From Wikipedia the free encyclopedia
|Diagram of an indirect inguinal hernia (view from the side)|
|Symptoms||Pain especially with coughing, bulging area|
|Usual onset||< 1 year and > 50 years old (groin hernias)|
|Risk factors||Smoking, chronic obstructive pulmonary disease, obesity, pregnancy, peritoneal dialysis, collagen vascular disease, connective tissue disease|
|Diagnostic method||Based on symptoms, medical imaging|
|Frequency||18.5 million (2015)|
A hernia (pl.: hernias or herniae, from Latin, meaning 'rupture') is the abnormal exit of tissue or an organ, such as the bowel, through the wall of the cavity in which it normally resides. The term is also used for the normal development of the intestinal tract, referring to the retraction of the intestine from the extra-embryonal navel coelom into the abdomen in the healthy embryo at about 7½ weeks. Various types of hernias can occur, most commonly involving the abdomen, and specifically the groin. Groin hernias are most commonly inguinal hernias but may also be femoral hernias. Other types of hernias include hiatus, incisional, and umbilical hernias. Symptoms are present in about 66% of people with groin hernias. This may include pain or discomfort in the lower abdomen, especially with coughing, exercise, or urinating or defecating. Often, it gets worse throughout the day and improves when lying down. A bulge may appear at the site of hernia, that becomes larger when bending down. Groin hernias occur more often on the right than left side. The main concern is bowel strangulation, where the blood supply to part of the bowel is blocked. This usually produces severe pain and tenderness in the area. Hiatus, or hiatal hernias often result in heartburn but may also cause chest pain or pain while eating.

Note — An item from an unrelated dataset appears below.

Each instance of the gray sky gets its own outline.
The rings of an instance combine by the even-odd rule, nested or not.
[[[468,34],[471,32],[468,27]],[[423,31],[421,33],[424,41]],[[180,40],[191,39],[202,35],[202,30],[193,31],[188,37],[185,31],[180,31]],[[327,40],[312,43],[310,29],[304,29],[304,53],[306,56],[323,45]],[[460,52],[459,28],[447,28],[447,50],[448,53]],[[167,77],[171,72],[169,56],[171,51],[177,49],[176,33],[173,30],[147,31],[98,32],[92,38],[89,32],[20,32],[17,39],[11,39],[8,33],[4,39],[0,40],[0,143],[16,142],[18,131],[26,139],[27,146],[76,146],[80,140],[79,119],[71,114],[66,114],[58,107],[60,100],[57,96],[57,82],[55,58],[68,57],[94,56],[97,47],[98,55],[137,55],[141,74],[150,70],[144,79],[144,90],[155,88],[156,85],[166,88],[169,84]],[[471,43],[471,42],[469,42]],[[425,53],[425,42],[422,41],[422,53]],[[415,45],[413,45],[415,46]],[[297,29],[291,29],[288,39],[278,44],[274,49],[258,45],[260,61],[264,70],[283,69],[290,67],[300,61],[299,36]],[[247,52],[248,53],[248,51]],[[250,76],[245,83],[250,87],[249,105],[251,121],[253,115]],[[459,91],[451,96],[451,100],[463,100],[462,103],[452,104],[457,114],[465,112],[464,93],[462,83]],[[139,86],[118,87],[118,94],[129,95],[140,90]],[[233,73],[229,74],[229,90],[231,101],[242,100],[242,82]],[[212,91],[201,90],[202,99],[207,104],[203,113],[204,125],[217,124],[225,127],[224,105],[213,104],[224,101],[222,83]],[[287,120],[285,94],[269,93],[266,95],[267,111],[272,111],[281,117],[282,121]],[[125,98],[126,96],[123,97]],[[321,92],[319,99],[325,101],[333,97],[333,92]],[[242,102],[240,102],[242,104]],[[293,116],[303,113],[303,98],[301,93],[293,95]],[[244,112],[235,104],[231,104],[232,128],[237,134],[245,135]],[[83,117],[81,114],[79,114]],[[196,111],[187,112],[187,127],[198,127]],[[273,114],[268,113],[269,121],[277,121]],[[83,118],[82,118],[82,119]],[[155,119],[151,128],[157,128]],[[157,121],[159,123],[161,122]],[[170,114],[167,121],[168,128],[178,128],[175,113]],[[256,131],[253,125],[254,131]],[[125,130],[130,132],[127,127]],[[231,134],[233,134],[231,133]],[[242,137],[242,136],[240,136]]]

Risk factors for the development of a hernia include smoking, chronic obstructive pulmonary disease, obesity, pregnancy, peritoneal dialysis, collagen vascular disease and previous open appendectomy, among others. Predisposition to hernias is genetic and occur more often in certain families. Deleterious mutations causing predisposition to hernias seem to have dominant inheritance (especially for men). It is unclear if groin hernias are associated with heavy lifting. Hernias can often be diagnosed based on signs and symptoms. Occasionally, medical imaging is used to confirm the diagnosis or rule out other possible causes. The diagnosis of hiatus hernias is often by endoscopy.
Groin hernias that do not cause symptoms in males do not need to be repaired. Repair, however, is generally recommended in women due to the higher rate of femoral hernias, which have more complications. If strangulation occurs, immediate surgery is required. Repair may be done by open surgery, laparoscopic surgery, or robotic-assisted surgery. Open surgery has the benefit of possibly being done under local anesthesia rather than general anesthesia. Laparoscopic surgery generally has less pain following the procedure. A hiatus hernia may be treated with lifestyle changes such as raising the head of the bed, weight loss and adjusting eating habits. The medications H2 blockers or proton pump inhibitors may help. If the symptoms do not improve with medications, a surgery known as laparoscopic Nissen fundoplication may be an option.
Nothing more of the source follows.